Der umsatzbezogene Maßstab gewährleistet eine höhere Abgabengerechtigkeit und mehr Rechtssicherheit. Dafür müssen die Abgabepflichtigen allerdings jährlich eine sogenannte Umsatzmeldung abgeben. Ausgangsgröße der zu entrichtenden Abgabe sind die Einnahmen des Vorjahres aus denen mit Hilfe fester Durchschnittswerte (Vorteils- und Gewinnsätze) der „fremdenverkehrsbedingte Jahresgewinn“ als fiktive Größe errechnet wird. Vorteils- und Gewinnsätze sind in einer zur Satzung gehörenden „Betriebsartentabelle“ aufgeführt. Der Vorteilssatz sagt aus, welchen Bezug der Vorteil des Betriebes zur gemeindlichen Tourismusförderung hat. Für Betriebe der Kategorie „Unterkunft/Beherbergung“ wird z.B. ein Vorteilssatz von 100 % angesetzt, während Betriebe der Zulieferung oder der Bauwirtschaft nur einen Satz von 20 oder 30 % verzeichnen. Der Gewinnsatz ist eine fiktive Gewinnmarge. Aus der Multiplikation des Umsatzes mit dem vorgegebenen Vorteils- und Gewinnsatz errechnet sich ein „Messbetrag“ der den fiktiven „fremdenverkehrsbedingten Gewinn“ darstellt. Wird dieser mit dem Beitragssatz der Gemeinde/Stadt multipliziert, ergibt sich daraus der Jahresbeitrag.
Da der Beitragssatz sich nur bestimmen lässt,  indem die umlagefähigen Kosten durch die Summe der Messbeträge dividiert werden, muss letztere zum Zeitpunkt des Satzungsbeschlusses feststehen. Dazu müssen zuvor die Umsatzdaten der beitragspflichtigen Betriebe als Kalkulationsgrundlage ermittelt werden.
Das NKAG gestattet es, die zur Beitragskalkulation nötigen Auskünfte bereits vor dem Satzungserlass von den Beitragspflichtigen einzuholen. Voraussetzung dafür ist ein Ratsbeschluss. Der Rat der Stadt Hitzacker(Elbe) hat am 23.5.2013 die Einführung des Fremdenverkehrsbeitrages nicht definitiv sondern nur als Alternative zur Bettensteuer beschlossen. Somit ist die Einholung der benötigten Auskünfte zurzeit noch nicht möglich.

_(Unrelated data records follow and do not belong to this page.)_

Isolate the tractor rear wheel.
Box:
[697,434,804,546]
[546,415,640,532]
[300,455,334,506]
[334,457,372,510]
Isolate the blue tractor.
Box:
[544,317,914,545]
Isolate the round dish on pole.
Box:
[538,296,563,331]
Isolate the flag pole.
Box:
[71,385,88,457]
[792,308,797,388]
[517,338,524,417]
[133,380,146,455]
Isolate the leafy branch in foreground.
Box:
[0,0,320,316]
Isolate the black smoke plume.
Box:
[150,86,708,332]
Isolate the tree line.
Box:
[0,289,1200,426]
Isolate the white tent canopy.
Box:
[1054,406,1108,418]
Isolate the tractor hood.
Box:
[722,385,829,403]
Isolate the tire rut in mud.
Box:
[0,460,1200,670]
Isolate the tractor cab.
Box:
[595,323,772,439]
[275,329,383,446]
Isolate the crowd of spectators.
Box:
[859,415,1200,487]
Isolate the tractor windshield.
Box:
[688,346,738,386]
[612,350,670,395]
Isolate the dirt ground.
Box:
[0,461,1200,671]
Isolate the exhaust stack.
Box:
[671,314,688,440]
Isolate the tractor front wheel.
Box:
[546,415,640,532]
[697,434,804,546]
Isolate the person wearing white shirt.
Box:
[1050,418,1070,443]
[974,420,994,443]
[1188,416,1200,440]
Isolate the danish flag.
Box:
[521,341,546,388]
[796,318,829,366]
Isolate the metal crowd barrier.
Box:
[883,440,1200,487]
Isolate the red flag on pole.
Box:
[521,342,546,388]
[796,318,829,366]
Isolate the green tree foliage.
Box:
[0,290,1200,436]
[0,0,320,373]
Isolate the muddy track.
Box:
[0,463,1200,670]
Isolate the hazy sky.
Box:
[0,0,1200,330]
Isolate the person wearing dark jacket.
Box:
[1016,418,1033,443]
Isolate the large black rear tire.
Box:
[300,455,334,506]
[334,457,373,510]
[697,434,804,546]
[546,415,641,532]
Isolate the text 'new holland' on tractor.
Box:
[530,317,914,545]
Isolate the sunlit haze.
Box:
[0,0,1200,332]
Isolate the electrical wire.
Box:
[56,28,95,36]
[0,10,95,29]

Die Auswertung der Betriebe im Kurgebiet Hitzackers laut Gewerbedatei ergab das folgende vorläufige Ergebnis:

Hierin sind die gewerberechtlich nicht erfassten Unterkunftsanbieter (ca. 50 – 60) nicht berücksichtigt.
Der laut vorläufiger Kalkulation mit ca. 35.000 € ermittelte Umlagebetrag wäre auf etwa 235 Betriebe zzgl. weitere 50-60 Unterkunftsanbieter umzulegen.

 

 


Beschlussvorschlag:

Alternativ:

a)      Die beigefügte Satzung der Stadt Hitzacker(Elbe) über die Erhebung einer Kultur- und Tourismusförderabgabe wird beschlossen.

oder:

b)      Der Erlass einer Satzung über die Erhebung eines Fremdenverkehrsbeitrages im Kurgebiet der Stadt Hitzacker(Elbe) wird beschlossen. Die Verwaltung wird beauftragt, die dafür nötigen Vorerhebungen durchzuführen und einen Satzungsentwurf einschließlich der Beitragskalkulation vorzulegen.